EADS said Tuesday its new Cassidian radar for the German navy’s F125 class frigates has demonstrated its reconnaissance and surveillance capabilities during tests in the North Sea and Baltic Sea and during factory acceptance tests.

Next year, the first system is planned to be integrated into the Baden-Württemberg-class lead ship.

German F125 Frigate  Image: Cassidian
German F125 Frigate
Image: Cassidian

In two test series of several weeks, the TRS-4D naval radar showed extraordinarily high precision, particularly when detecting small targets such as Unmanned Aerial Vehicles, guided missiles and periscopes, the company said in a Dec. 17 statement. Subsequently, the customer confirmed the system’s capabilities during the factory acceptance test at Cassidian’s Ulm location.

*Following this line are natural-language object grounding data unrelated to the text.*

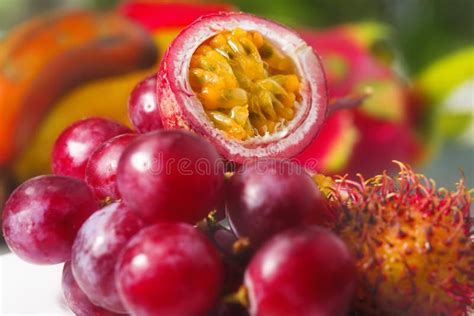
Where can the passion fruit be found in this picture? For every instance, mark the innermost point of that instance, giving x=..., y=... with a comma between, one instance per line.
x=251, y=86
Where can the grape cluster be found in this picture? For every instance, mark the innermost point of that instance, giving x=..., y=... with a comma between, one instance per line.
x=150, y=223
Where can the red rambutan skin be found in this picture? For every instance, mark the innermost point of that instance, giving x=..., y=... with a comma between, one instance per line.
x=412, y=241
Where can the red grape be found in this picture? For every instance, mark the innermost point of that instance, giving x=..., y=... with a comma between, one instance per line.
x=171, y=175
x=305, y=271
x=269, y=196
x=95, y=253
x=142, y=108
x=169, y=269
x=101, y=170
x=76, y=299
x=42, y=216
x=76, y=143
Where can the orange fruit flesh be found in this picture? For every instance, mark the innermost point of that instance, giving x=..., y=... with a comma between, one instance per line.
x=247, y=87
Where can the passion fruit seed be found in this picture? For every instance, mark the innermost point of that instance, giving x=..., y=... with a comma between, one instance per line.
x=246, y=85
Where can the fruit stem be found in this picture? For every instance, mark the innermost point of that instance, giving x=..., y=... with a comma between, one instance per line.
x=349, y=102
x=239, y=297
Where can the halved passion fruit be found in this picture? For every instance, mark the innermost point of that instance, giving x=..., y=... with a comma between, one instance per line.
x=253, y=87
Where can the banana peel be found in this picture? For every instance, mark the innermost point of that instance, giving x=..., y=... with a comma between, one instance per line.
x=84, y=83
x=47, y=58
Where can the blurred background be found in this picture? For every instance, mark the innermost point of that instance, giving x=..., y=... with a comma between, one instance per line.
x=418, y=56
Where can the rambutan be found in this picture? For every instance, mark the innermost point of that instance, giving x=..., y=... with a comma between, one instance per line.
x=412, y=241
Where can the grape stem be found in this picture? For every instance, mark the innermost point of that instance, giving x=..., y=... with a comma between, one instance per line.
x=238, y=297
x=349, y=102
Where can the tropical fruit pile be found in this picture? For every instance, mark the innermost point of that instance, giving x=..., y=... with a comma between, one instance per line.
x=200, y=208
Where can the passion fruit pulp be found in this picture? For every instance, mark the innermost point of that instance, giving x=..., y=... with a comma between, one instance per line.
x=246, y=85
x=252, y=87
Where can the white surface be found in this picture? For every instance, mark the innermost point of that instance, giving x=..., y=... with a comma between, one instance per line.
x=27, y=289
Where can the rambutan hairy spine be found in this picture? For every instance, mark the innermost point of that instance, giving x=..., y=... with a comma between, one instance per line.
x=412, y=241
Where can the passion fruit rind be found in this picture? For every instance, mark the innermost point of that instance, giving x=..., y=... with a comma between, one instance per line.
x=181, y=107
x=412, y=242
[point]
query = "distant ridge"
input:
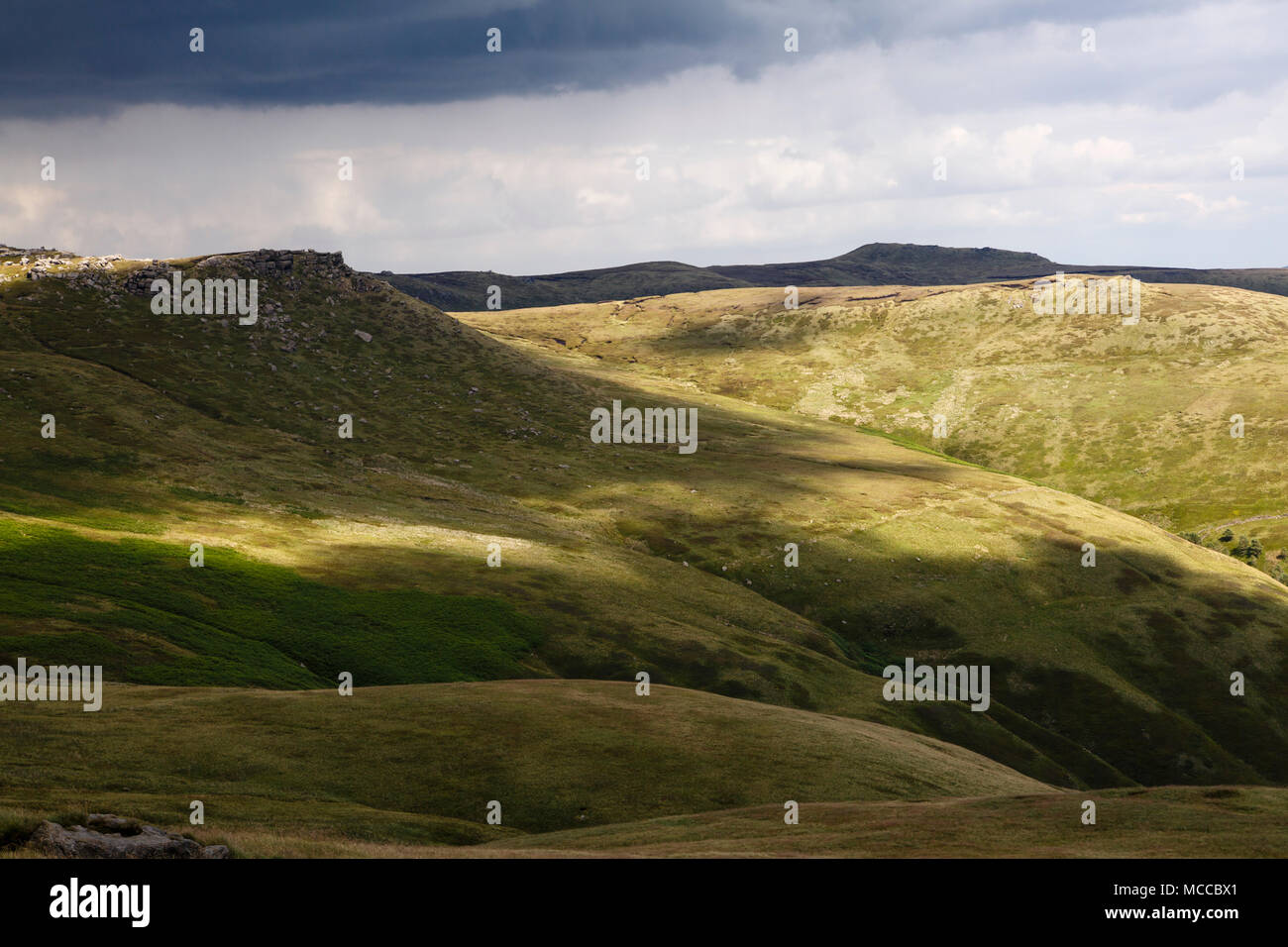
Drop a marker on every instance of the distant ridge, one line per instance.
(871, 264)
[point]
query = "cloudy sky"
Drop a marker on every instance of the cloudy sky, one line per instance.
(1121, 146)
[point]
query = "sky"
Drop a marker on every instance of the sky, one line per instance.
(1144, 133)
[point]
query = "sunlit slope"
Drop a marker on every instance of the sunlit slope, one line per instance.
(621, 558)
(1160, 822)
(1133, 416)
(557, 754)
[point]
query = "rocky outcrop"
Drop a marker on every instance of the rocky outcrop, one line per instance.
(112, 836)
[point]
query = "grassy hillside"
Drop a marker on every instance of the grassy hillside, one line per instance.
(871, 264)
(370, 554)
(421, 763)
(1164, 822)
(1136, 418)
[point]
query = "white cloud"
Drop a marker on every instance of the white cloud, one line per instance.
(1116, 157)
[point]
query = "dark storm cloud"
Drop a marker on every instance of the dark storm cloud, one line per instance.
(97, 56)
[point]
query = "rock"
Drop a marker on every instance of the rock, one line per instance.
(114, 836)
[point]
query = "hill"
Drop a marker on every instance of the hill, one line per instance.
(370, 554)
(421, 763)
(1136, 418)
(871, 264)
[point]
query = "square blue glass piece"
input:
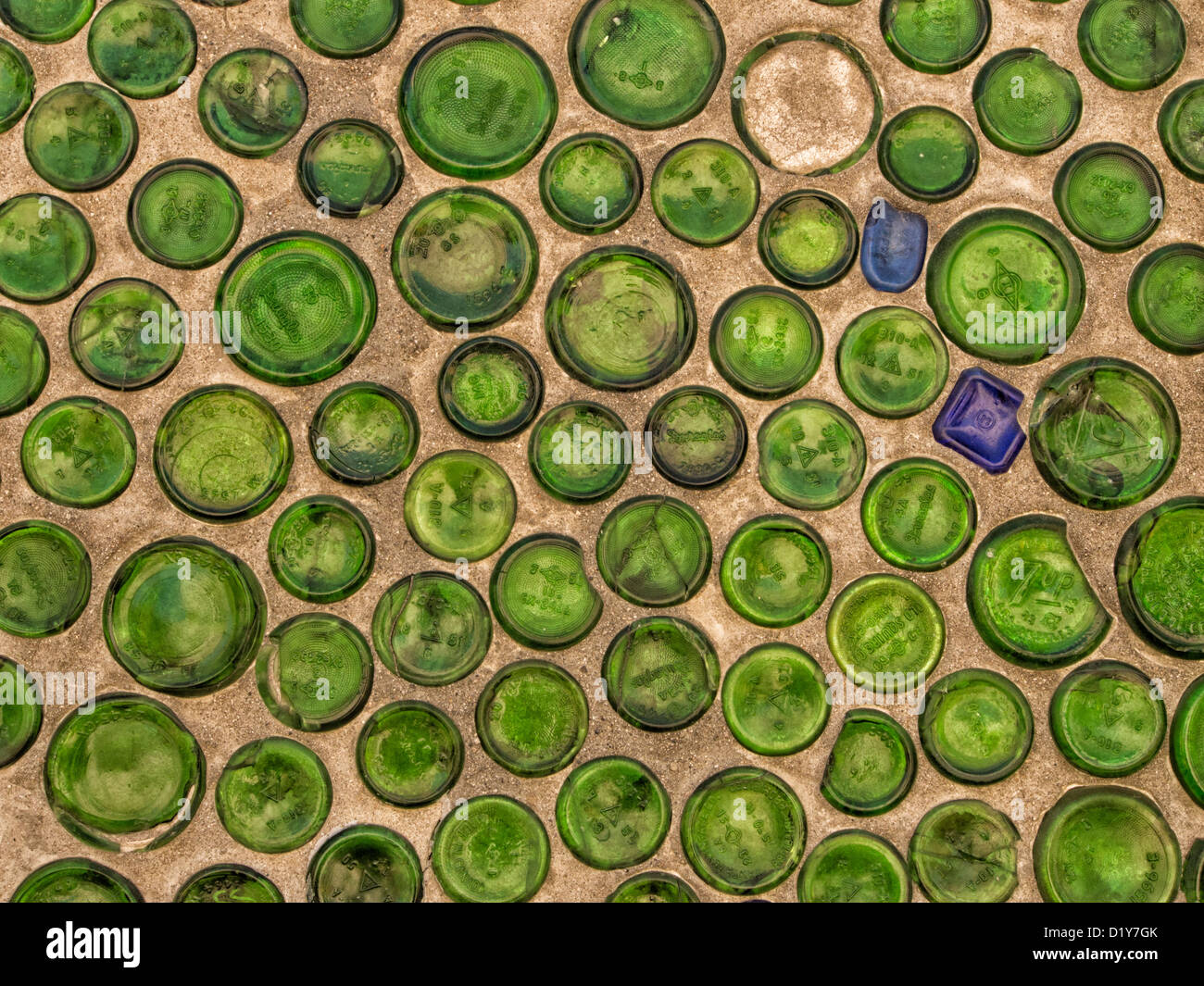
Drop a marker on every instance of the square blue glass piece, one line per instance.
(979, 420)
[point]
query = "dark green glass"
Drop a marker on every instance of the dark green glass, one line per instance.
(107, 333)
(228, 884)
(183, 617)
(124, 776)
(1106, 845)
(465, 259)
(1166, 297)
(919, 514)
(349, 168)
(314, 672)
(20, 710)
(613, 813)
(775, 700)
(490, 388)
(25, 359)
(79, 452)
(621, 318)
(654, 550)
(928, 153)
(345, 31)
(935, 37)
(582, 452)
(1030, 598)
(533, 718)
(1110, 196)
(775, 571)
(273, 794)
(1132, 44)
(432, 629)
(365, 865)
(892, 361)
(541, 593)
(321, 549)
(1006, 285)
(364, 432)
(477, 104)
(854, 867)
(964, 853)
(460, 505)
(221, 454)
(252, 103)
(144, 48)
(590, 183)
(661, 673)
(184, 213)
(811, 454)
(44, 578)
(76, 881)
(1104, 433)
(743, 830)
(1026, 103)
(1108, 718)
(808, 239)
(409, 754)
(46, 248)
(976, 726)
(492, 849)
(81, 136)
(766, 342)
(698, 436)
(648, 64)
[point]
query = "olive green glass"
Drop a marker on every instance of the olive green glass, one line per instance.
(743, 830)
(1030, 598)
(613, 813)
(919, 514)
(221, 454)
(492, 849)
(252, 103)
(46, 578)
(365, 865)
(1103, 432)
(465, 259)
(107, 333)
(46, 248)
(964, 853)
(621, 318)
(184, 213)
(183, 617)
(477, 104)
(1106, 845)
(811, 454)
(124, 776)
(81, 136)
(648, 64)
(654, 550)
(409, 754)
(144, 48)
(79, 452)
(364, 432)
(273, 794)
(432, 629)
(854, 867)
(766, 342)
(349, 168)
(775, 571)
(661, 673)
(774, 700)
(891, 361)
(590, 183)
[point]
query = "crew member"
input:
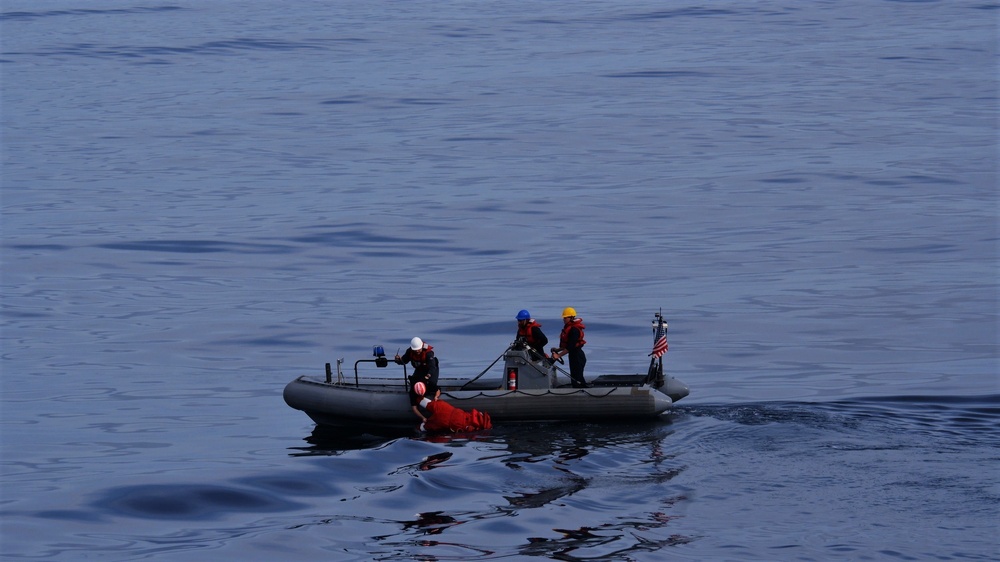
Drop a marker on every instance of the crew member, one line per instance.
(571, 343)
(530, 332)
(425, 370)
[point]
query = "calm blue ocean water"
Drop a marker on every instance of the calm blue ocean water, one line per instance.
(204, 200)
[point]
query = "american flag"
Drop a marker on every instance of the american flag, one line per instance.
(660, 344)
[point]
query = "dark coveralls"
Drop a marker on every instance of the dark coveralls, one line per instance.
(571, 339)
(530, 333)
(425, 370)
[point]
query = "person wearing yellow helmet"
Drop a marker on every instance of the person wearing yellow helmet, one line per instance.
(571, 343)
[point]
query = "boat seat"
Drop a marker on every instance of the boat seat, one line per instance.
(482, 385)
(619, 380)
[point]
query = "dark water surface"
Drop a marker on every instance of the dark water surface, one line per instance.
(201, 201)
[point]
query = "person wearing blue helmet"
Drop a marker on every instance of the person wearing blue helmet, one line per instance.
(530, 333)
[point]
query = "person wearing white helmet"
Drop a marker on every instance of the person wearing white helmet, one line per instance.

At the beginning of the test series, which ran for over a year, the radar underwent functional tests on the beach, which were carried out by the Bundeswehr Technical Center No. 71 in Surendorf.

The new radar’s system concept, for the first time, allows the advantages of Active Electronically Scanned Array technology to also be fully exploited for small and medium-sized ships.

The use of multiple independent emitters in its antenna makes this system more accurate and faster than conventional radars, allowing it to tackle a wider-than-ever range of targets, for example, for protection against asymmetric attacks, the statement said. The system architecture is designed so that the radar system’s capabilities can easily be extended through software updates.

For the F125 frigates, the system will be deployed in a version with four fixed arrays. Using electronically controlled beams, these planar arrays are able to track individual targets much more accurately than mechanically rotating antennas, whose update rate depends on their rotational speed. The four F125 frigates of the Baden-Württemberg class should replace the German Navy’s F122 Bremen class ships from 2016.